Distributed Stream Processing Systems are typically deployed within a single data center in order to achieve high
performance and low-latency computation. The data streams analyzed by such systems are expected to be available in the
same data center. Either the data streams are generated within the data center (e.g., logs, transactions, user clicks)
or they are aggregated by external systems from various sources and buffered into the data center for processing
(e.g., IoT, sensor data, traffic information).
The data center approach for stream processing analytics fits the requirements of the majority of the applications that
exists today. However, for latency sensitive applications, such as real-time decision-making, which relies on analyzing
geographically distributed data streams, a data center approach might not be sufficient. Aggregating data streams incurs
high overheads in terms of latency and bandwidth consumption in addition to the overhead of sending the analysis
outcomes back to where an action needs to be taken.
We propose a new stream processing architecture for efficiently analyzing geographically distributed data streams. Our
approach utilizes emerging distributed virtualized environments, such as Mobile Edge Clouds, to extend stream processing
systems outside the data center in order to push critical parts of the analysis closer to the data sources. This will
enable real-time applications to respond faster to geographically distributed events.

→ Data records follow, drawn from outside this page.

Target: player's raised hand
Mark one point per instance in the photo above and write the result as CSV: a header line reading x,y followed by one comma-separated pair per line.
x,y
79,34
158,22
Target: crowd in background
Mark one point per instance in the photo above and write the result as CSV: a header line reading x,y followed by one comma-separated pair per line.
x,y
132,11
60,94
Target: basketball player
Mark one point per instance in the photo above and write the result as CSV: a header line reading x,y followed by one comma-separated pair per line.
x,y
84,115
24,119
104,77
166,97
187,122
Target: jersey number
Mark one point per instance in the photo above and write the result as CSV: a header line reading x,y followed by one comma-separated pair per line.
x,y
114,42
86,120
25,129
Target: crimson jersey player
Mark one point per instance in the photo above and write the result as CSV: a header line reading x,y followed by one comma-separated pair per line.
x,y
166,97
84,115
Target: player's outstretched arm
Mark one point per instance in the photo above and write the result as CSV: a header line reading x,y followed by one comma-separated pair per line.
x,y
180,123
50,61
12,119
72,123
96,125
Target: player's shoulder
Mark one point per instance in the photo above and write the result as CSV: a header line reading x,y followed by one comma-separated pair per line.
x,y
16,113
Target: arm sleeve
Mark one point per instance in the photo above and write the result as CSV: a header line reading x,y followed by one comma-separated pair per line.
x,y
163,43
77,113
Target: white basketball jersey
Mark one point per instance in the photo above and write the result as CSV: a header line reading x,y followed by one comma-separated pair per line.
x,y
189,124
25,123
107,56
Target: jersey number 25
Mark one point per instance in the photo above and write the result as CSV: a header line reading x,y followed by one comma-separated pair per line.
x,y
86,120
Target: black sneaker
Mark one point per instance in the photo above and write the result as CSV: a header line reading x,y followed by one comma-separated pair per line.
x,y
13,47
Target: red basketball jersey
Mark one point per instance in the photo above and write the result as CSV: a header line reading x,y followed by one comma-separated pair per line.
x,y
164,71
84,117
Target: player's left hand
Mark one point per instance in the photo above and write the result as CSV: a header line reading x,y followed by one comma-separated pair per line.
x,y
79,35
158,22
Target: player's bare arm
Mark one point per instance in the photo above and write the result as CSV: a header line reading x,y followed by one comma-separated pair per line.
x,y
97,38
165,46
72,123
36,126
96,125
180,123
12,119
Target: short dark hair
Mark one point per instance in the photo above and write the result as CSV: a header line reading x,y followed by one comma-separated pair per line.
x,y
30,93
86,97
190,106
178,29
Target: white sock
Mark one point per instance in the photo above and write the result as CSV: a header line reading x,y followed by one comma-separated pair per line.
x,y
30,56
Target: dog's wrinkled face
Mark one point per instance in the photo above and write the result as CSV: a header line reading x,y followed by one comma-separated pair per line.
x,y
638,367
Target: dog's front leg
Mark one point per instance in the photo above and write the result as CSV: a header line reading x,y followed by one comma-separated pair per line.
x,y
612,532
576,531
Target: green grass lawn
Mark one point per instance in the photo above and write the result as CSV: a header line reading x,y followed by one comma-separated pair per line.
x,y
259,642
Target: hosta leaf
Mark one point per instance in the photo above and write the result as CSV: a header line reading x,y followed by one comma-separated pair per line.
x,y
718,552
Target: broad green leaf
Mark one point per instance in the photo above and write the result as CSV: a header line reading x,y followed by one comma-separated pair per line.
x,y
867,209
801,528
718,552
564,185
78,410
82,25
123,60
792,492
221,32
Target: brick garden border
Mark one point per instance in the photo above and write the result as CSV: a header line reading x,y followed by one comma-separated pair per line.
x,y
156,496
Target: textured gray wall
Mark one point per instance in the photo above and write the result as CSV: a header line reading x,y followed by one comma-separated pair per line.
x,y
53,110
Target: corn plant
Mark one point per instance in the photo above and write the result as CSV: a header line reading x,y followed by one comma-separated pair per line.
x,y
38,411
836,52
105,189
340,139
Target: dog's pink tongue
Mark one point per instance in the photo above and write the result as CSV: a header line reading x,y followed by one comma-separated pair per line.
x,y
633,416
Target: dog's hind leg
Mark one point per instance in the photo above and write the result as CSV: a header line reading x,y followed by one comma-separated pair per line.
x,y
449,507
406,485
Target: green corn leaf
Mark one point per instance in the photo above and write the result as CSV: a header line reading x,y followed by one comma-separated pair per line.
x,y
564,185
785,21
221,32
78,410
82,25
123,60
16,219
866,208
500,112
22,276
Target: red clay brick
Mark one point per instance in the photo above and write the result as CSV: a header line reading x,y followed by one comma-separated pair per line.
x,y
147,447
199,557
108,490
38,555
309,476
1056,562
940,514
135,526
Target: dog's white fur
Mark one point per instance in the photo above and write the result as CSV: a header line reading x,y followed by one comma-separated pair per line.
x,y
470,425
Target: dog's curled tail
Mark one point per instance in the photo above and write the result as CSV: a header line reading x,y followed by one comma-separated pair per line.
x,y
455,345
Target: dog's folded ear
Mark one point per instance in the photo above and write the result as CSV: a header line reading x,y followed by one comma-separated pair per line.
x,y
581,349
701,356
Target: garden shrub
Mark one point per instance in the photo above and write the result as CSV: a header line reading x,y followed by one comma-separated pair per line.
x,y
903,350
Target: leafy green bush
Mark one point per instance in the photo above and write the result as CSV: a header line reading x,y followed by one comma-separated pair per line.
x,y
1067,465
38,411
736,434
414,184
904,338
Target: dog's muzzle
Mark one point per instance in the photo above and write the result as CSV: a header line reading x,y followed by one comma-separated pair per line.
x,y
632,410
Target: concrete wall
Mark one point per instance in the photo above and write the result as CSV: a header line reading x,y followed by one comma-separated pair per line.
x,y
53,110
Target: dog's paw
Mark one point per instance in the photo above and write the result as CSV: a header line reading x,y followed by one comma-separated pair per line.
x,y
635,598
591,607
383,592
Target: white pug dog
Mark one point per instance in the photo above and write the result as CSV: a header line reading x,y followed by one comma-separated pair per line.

In order to realize our approach, we have implemented a geo-aware scheduler plugin for the Apache Storm stream
processing system. The scheduler takes as an input a Storm topology (Figure 1) to be scheduled and executed on the
available datacenter/edge Cloud resources. The scheduler enables the developers of the topology to annotate groups
of stream processing elements that can be replicated and pushed outside of the data center to an Edge Cloud with
close proximity to the stream source. In order to operate, the scheduler requires knowledge of the available
datacenter/edge Clouds, data stream types available at each Cloud, and latencies among clouds.
Publications
- H. P. Sajjad, K. Danniswara, A. Al-Shishtawy and V. Vlassov, “SpanEdge: Towards Unifying Stream Processing over
Central and Near-the-Edge Data Centers,” 2016 IEEE/ACM Symposium on Edge Computing (SEC), Washington, DC, 2016,
pp. 168-178.